HIGHER EDUCATION BUBBLE UPDATE: UNC’s arrogance over academic scandal has tainted the school’s once-great image.

In 2011, the newspaper obtained a transcript of UNC football star Marvin Austin showing a B-plus grade in a senior level African studies class he took before his freshman year began. UNC officials were at a loss to explain how he got into a high-level course before his first football practice.

Reporters and investigators began digging, and the results were appalling.

From 1993 through 2011, about 3,100 UNC students – nearly half of whom were athletes – took African studies classes that proved to be bogus. Classes generally did not meet; homework was not assigned.

Most required little work – a simple term paper at the end of the semester often sufficed.

UNC hired attorney Kenneth Wainstein to investigate, and he found that about 40 percent of those term papers were at least in part plagiarized, yet were accorded an average grade of A-minus.

Many of the term papers were graded by Deborah Crowder, a former academic administrative assistant and an avid Tar Heels fan. She gave A and B grades, Wainstein found, regardless of the quality of the work. Never mind that she was not a faculty member and was not supposed to grade papers.

These “fake” courses helped athletes remain eligible, Wainstein wrote, including members of UNC’s 2005 national championship basketball team.

The News & Observer later reported that five members of that team took a combined 52 fake courses. Rashad McCants, a starter on that team, has said (his claims are disputed by former teammates) that tutors wrote term papers for athletes.

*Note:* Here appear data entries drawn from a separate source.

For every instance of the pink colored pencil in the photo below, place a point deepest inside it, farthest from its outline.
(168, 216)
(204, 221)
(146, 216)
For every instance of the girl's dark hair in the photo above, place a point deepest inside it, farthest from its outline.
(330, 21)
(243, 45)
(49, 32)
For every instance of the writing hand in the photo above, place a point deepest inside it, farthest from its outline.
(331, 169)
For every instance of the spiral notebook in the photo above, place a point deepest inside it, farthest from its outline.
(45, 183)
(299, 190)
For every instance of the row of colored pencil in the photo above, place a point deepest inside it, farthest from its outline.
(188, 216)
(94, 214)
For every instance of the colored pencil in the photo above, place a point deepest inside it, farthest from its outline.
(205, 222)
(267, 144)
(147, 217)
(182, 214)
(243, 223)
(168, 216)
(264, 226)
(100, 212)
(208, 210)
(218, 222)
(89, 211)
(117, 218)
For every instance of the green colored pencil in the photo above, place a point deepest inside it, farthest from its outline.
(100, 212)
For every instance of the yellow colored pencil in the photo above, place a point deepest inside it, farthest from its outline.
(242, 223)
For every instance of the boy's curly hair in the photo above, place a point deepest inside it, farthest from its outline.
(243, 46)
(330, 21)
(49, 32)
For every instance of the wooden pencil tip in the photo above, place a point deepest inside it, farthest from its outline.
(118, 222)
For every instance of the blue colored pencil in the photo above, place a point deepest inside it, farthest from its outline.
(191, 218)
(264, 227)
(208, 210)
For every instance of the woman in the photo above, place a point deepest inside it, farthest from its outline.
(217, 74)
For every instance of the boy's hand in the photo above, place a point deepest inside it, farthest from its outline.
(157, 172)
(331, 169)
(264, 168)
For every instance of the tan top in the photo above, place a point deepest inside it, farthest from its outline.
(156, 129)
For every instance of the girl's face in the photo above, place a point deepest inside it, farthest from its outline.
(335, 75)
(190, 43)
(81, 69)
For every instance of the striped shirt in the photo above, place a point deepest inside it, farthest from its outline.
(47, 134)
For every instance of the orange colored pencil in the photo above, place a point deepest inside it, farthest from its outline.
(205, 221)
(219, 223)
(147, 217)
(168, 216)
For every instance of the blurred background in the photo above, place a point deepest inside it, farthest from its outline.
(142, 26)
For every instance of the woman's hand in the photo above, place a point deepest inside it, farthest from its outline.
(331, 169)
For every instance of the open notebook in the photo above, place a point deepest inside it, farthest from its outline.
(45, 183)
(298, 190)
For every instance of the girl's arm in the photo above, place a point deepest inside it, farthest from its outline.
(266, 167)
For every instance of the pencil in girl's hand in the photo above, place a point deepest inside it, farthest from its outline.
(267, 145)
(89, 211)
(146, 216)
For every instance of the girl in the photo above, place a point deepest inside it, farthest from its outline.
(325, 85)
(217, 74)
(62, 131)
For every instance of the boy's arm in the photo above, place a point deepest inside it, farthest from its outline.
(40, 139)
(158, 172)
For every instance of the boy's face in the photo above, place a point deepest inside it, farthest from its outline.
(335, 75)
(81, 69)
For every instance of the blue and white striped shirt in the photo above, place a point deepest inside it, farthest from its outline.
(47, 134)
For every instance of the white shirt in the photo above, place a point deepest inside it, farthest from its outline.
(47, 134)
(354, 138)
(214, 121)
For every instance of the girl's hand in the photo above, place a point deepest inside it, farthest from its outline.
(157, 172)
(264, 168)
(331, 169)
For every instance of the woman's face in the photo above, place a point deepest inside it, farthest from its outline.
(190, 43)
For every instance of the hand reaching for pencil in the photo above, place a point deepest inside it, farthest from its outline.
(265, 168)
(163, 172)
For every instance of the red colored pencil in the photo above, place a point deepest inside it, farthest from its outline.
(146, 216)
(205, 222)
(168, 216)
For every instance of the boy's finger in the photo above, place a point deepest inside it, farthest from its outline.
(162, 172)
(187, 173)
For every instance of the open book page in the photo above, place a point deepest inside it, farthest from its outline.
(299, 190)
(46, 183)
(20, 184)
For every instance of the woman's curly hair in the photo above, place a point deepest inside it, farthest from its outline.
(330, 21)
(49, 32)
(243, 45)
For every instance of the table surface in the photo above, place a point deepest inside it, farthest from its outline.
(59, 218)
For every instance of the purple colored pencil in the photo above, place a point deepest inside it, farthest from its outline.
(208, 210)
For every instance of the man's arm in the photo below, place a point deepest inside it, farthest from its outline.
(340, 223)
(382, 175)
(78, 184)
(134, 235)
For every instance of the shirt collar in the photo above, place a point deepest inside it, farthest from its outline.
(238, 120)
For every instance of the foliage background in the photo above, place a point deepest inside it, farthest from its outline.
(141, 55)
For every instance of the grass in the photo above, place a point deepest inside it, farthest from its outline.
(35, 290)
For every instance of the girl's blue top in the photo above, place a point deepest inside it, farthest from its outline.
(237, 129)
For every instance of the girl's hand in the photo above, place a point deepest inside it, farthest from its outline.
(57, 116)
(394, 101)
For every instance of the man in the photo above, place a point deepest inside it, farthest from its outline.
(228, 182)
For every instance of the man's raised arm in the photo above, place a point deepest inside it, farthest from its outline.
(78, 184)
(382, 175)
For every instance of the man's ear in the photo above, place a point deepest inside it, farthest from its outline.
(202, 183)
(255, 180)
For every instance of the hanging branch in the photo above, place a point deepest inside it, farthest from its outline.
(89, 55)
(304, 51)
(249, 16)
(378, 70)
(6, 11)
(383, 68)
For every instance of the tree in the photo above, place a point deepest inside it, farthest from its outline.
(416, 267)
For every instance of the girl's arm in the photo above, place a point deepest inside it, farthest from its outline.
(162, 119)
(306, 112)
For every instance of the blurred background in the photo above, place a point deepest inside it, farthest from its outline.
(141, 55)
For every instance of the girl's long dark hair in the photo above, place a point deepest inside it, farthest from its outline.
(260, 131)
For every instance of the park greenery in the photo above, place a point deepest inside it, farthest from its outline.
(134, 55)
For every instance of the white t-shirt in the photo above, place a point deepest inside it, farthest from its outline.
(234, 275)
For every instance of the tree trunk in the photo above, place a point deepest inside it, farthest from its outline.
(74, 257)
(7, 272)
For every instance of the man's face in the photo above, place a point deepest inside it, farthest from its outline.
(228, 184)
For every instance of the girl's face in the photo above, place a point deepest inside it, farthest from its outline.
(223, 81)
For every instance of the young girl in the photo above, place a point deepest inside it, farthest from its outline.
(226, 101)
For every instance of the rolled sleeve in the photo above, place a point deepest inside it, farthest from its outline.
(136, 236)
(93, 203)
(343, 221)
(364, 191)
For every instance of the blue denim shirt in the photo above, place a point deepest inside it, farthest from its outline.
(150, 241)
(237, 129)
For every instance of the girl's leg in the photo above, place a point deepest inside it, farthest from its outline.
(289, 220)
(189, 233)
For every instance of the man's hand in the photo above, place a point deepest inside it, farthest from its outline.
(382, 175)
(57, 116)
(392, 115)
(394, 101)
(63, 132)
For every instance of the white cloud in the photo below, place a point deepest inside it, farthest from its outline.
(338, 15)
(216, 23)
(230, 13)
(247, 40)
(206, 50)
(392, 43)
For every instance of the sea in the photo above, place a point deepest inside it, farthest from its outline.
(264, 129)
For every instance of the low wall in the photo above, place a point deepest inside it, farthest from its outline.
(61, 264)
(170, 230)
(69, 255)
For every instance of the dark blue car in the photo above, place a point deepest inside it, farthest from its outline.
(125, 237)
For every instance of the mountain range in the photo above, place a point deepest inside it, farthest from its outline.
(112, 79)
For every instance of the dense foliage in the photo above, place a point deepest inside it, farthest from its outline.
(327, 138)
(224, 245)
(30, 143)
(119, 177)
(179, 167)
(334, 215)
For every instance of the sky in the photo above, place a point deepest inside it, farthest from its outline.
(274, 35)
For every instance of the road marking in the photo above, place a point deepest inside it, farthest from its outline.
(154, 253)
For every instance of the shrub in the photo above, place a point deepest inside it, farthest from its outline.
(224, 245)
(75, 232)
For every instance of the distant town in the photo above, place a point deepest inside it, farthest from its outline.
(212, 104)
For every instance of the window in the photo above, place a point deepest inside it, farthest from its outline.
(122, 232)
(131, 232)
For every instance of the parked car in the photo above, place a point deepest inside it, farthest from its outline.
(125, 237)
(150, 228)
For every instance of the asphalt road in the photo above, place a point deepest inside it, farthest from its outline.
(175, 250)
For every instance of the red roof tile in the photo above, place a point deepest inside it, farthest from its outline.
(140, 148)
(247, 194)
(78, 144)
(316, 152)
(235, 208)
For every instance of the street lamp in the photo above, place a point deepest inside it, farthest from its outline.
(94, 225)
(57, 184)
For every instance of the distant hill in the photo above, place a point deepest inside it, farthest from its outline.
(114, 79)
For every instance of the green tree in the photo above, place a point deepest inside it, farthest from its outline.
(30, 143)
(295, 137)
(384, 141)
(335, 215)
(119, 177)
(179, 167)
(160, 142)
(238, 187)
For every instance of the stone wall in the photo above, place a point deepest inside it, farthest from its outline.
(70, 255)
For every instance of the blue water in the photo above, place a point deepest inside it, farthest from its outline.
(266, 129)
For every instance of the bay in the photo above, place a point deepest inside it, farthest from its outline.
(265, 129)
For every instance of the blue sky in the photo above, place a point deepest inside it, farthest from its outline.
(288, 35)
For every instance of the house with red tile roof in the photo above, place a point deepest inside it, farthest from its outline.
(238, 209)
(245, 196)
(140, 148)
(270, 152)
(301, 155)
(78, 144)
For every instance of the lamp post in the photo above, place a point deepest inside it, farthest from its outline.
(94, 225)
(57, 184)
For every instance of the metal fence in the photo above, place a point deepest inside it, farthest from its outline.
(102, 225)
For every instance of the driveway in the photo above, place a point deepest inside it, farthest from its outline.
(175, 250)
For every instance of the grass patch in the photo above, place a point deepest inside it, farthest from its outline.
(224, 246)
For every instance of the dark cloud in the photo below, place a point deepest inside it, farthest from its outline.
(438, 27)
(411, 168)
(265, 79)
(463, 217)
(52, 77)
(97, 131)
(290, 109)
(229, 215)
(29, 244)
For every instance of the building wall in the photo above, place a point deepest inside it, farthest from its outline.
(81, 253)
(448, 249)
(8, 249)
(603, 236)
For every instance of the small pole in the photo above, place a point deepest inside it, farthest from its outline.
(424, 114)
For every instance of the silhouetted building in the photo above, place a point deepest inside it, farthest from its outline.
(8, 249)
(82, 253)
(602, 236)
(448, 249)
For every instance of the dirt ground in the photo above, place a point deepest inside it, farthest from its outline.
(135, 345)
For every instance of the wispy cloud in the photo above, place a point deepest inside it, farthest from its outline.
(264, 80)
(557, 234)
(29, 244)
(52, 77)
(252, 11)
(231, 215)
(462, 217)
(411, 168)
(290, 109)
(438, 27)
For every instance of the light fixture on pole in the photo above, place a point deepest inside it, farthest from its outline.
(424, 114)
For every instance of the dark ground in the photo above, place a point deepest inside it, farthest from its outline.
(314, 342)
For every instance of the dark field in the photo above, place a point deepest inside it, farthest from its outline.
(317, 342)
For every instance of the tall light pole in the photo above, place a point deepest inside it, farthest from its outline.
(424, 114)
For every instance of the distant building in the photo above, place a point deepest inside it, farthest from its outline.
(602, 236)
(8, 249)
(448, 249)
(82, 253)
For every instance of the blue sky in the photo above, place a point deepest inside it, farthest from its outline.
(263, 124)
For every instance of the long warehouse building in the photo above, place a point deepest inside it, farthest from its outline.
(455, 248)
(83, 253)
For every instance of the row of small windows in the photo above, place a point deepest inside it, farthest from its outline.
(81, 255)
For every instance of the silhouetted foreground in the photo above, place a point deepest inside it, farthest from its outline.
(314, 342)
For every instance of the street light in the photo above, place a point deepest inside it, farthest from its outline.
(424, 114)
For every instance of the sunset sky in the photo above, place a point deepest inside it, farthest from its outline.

Here’s what an academic counselor told Wainstein about fake classes: Athletes “didn’t go to class. They didn’t have to take notes, have to stay awake. They didn’t have to pay attention or necessarily engage with the material.” . . .I’d feel some sympathy for UNC officials if they had earnestly tried to get to the bottom of all this. But instead of opening up, they lawyered up and stonewalled investigators. They blamed a false “media narrative” for forcing the NCAA to investigate and have distanced themselves from the Wainstein report

The school already has spent $18 million on the academic scandal, mostly in legal fees.

And yet any effort by the legislature to bring some adult supervision to this clown show is treated as some sort of fascism.